Valerie J. Camillo is an American sports executive. She is the chairperson of the Women's Tennis Association since 17 November 2025. Camillo was formerly President and CEO of Spectacor Sports & Entertainment, Comcast Spectacor's sports and entertainment division which includes the business operations of the Philadelphia Flyers and the Wells Fargo Center. Other roles she has held include Chief Revenue and Marketing officer for the Washington Nationals and Senior Vice President of the NBA's Team Marketing and Business Operations group.

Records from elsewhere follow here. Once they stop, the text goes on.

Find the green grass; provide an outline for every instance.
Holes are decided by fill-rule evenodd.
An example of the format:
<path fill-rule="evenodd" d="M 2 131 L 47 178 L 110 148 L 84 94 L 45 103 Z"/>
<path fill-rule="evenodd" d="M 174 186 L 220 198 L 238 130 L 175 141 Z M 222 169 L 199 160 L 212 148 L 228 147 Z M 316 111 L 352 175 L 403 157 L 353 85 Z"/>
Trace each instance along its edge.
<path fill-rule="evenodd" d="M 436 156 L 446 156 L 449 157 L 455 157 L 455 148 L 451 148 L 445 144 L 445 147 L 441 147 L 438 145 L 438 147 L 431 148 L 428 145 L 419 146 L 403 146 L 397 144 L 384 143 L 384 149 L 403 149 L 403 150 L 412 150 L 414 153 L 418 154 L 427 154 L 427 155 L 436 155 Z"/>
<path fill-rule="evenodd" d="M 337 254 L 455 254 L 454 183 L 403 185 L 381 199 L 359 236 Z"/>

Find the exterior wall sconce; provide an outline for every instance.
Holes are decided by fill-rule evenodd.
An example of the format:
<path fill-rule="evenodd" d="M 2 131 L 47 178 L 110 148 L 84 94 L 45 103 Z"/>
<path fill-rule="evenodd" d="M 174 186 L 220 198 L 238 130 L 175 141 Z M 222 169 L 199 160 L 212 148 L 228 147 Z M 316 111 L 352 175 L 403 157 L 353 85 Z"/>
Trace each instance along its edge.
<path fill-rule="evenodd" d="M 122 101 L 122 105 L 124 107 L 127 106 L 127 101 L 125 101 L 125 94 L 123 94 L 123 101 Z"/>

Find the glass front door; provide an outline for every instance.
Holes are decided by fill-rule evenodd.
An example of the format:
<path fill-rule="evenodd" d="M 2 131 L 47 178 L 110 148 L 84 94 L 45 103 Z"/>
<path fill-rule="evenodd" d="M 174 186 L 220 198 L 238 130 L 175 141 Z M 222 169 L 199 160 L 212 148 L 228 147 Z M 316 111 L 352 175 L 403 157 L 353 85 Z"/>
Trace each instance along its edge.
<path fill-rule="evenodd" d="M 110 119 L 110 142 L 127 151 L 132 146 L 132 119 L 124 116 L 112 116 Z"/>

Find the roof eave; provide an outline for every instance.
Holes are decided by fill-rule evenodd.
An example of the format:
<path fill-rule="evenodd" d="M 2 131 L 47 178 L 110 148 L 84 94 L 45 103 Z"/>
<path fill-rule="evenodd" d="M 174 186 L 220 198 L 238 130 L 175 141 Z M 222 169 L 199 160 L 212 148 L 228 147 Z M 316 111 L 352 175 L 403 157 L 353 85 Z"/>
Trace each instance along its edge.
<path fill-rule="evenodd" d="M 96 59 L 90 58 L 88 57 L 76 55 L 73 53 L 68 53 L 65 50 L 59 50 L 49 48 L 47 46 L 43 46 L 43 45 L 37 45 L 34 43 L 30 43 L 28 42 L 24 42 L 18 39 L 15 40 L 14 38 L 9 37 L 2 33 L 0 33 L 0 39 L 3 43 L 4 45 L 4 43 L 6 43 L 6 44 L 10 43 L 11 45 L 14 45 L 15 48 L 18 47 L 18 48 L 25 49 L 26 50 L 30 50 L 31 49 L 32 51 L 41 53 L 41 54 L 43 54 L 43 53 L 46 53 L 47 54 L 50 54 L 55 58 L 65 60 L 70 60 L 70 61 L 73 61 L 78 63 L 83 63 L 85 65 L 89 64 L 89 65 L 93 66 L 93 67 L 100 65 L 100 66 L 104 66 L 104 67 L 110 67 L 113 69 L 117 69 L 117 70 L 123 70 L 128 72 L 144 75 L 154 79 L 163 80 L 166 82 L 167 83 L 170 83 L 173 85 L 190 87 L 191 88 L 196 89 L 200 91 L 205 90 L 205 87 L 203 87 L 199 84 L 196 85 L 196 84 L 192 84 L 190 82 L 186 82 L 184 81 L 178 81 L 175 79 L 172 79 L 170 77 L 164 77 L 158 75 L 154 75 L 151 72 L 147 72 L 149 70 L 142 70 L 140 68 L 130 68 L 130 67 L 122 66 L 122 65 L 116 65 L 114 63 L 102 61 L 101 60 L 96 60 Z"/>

==Early life and education==
Camillo was born in northern Virginia to a father who worked in the defense industry. Prior to her maternal grandfather's death, he turned her into a fan of the New York Yankees and especially of their star catcher, Thurman Munson. She grew up in Oakton, Virginia and attended James Madison High School in Vienna, Virginia. Camillo stayed in Virginia for her post-secondary education; earning her Bachelor of Science degree in Commerce from the University of Virginia's McIntire School of Commerce and her M.B.A. from the Darden School of Business. During high school, she competed in basketball, softball, and lacrosse and continued playing in Intramural sports while earning her degrees.

==Career==
After graduating from the University of Virginia Darden School of Business, Camillo spent a decade and a half working for consulting firms, PricewaterhouseCoopers, and Booz Allen Hamilton. In 2010, she left the firms to begin consulting the National Basketball Association as part of its Team Marketing and Business Operations Group. Four years later, Camillo was named chief revenue and marketing officer for the Washington Nationals. In this role, she was responsible for all revenue-generating departments, including ticketing, marketing, special events and corporate partnership. During her time with the Nationals, Camillo enacted various revenue-generating events including game themes, bobbleheads, fan giveaways and the Anheuser-Busch brews at the park. According to Forbes, she also helped the franchise bring in $304 million in revenue in 2017.

In 2018, Camillo was named by Comcast Spectacor as president of business operations for the Philadelphia Flyers and the Wells Fargo Center. In this role, she was expected to oversee all key business functions, including sales, marketing, analytics, technology and overall business optimization. Camillo said she was drawn to Philadelphia for the chance to oversee the arena's upgrades, including the installation of a 4K Kinetic scoreboard, new LED video and lighting systems and upgrades to the mezzanine, main concourse and suite levels. As the NHL began making an effort to combat racism and accelerate inclusion efforts, Camillo was elected to serve on their Executive Inclusion Council. In recognition of her efforts, Camillo was named a 2020 Women of Distinction. In June 2023, Camillo stepped down as CEO after one year in the role.

On 28 October 2025, the Women's Tennis Association announced that Camillo had been chosen to be its next chairperson, taking over from the retiring Steve Simon on 17 November that year.

==Personal life==
Camillo and her husband Lawrence live in Philadelphia.